Filmmaker John Valadez will screen his latest project, The Head of Joaquin Murrieta, at CSU Monterey Bay on Sept. 10.

Valadez will show the film and answer questions starting at 4 p.m. in the Cinematic Arts and Technology studio (Bldg. 27) on Sixth Avenue. The public is invited to this free event.

Valadez has been writing, producing and directing award-winning documentaries for 16 years. Two of his films: War and Peace, about Latinos in World War II, and Prejudice and Pride, about the Chicano movement, aired on the landmark PBS documentary series Latino Americans. His films have tackled subjects including the false imprisonment of a leader of the Black Panther Party; Latino gangs in Chicago; segregation in America’s schools; and the genocide of Native Americans in the Southwest. He is currently completing a companion book to his Emmy nominated PBS documentary The Longoria Affair.

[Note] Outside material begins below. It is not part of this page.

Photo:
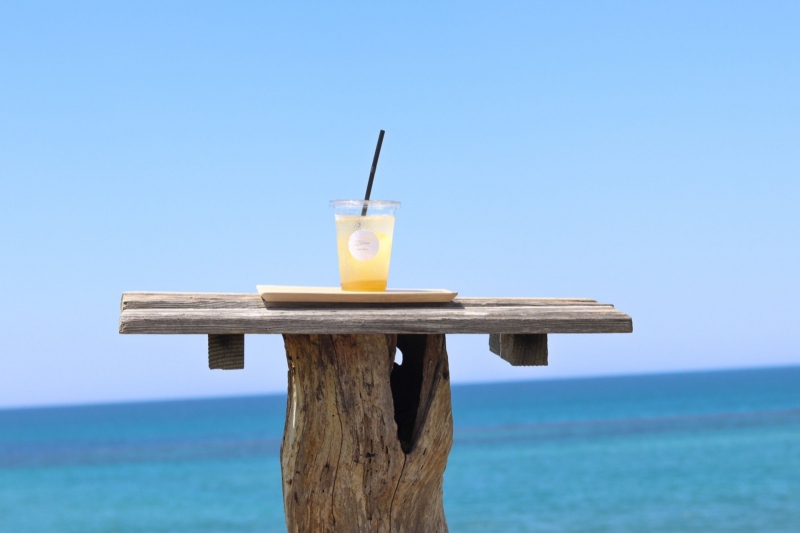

Film synopsis: For over a decade filmmaker John Valadez searched for the remains of Joaquin Murrieta, a legendary Mexican outlaw who blazed a trail of revenge and rebellion

following the theft of his land, and the rape and murder of his wife. In the summer of 1853, Murrieta was killed by bounty hunters, who put his head in a jar and displayed it across California, charging people a dollar to see their “trophy.”One hundred and sixty-two years later, Valadez is convinced he finally has the head. He embarks on a quixotic, cross-country road trip through history, memory, and myth to bury the head of Joaquin Murrieta, and finally lay to rest a dark and troubled past – one that has chilling parallels with the filmmaker's own family story.

The Head of Joaquin Murrieta is an irreverent, entertaining and often disturbing tale that uses both fiction and documentary storytelling devices to tear open a painful and long ignored history: the lynching of Mexican Americans in the southwest.